Abstract: Building Prevention-Focused Data Infrastructure: The Army Wellness Center Model (Society for Prevention Research 27th Annual Meeting)

227 Building Prevention-Focused Data Infrastructure: The Army Wellness Center Model

Wednesday, May 29, 2019
Pacific D/L (Hyatt Regency San Francisco)
* noted as presenting author
L. Omar Rivera, PhD, Quantiative Data Advisor, U.S. Army Public Health Center, APG-EA, MD
Patricia A. Erickson, MPH, Program Evaluator, U.S. Army Public Health Center; Oak Ridge Institute for Science and Education, APG-EA, MD
Todd Hoover, MA, Program Manager, U.S. Army Public Health Center, APG-EA, MD
Introduction: It is widely agreed upon that current reactive, treatment-oriented healthcare systems are not sustainable. The Army is engaged in reshaping the military healthcare system to enhance identification and prevention of emerging health threats. In alignment with Community Preventive Services Task Force recommendations, the Army Public Health Center (APHC) implemented a standardized, evidence-informed wellness model designed to identify health risks and empower healthy behavior change among military beneficiaries. The Army Wellness Center (AWC) model is delivered through a worldwide network of community-based facilities on Army installations.

Monitoring and evaluation are central to shaping AWC implementation and assessing AWC effectiveness, and depend on robust processes and systems for program data collection, integration, and reporting. Guided by big data strategy, the APHC is building a data infrastructure to sustain long-term AWC monitoring and evaluation, and link collected data with other Department of Defense (DOD) data sources to better identify and prevent emerging health threats.

Methods: The APHC is working along three lines of effort to build a data infrastructure that supports AWC efforts to identify and address health risks, including: (a) developing, refining, and maintaining a standardized data collection and reporting system for AWC client data, (b) standardizing the communication of AWC client data with clinical providers through the DOD’s existing electronic health record (EHR), and (c) integrating AWC client data with other military health and administrative data.

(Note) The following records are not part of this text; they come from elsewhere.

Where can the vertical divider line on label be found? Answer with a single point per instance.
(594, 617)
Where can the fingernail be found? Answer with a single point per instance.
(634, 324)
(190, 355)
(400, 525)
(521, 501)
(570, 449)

Results: The APHC has developed a data collection and reporting system that collects data on over 50,000 clients a year and provides information about: health risks to clients; client services to health educators; reporting tools for monitoring client outcomes to local leadership; and program effectiveness for program evaluators to answer questions from leadership. Evaluation results show that AWC clients with at least one follow-up outcome assessment experience improvements in health risk factors over time. The APHC has also implemented guidelines to standardize AWC client data documentation in the DOD’s EHR to facilitate communication about client care between health educators and clinical staff. Finally, the APHC is building links between AWC records and Soldier administrative records to improve identification of Soldiers at risk for musculoskeletal injury, facilitate referral to preventive services, and track changes in injury risk and injury.

Conclusions: Applying big data strategy to prevention, the APHC is building a data infrastructure alongside a primary prevention service delivery model that will help the military healthcare system proactively address health threats.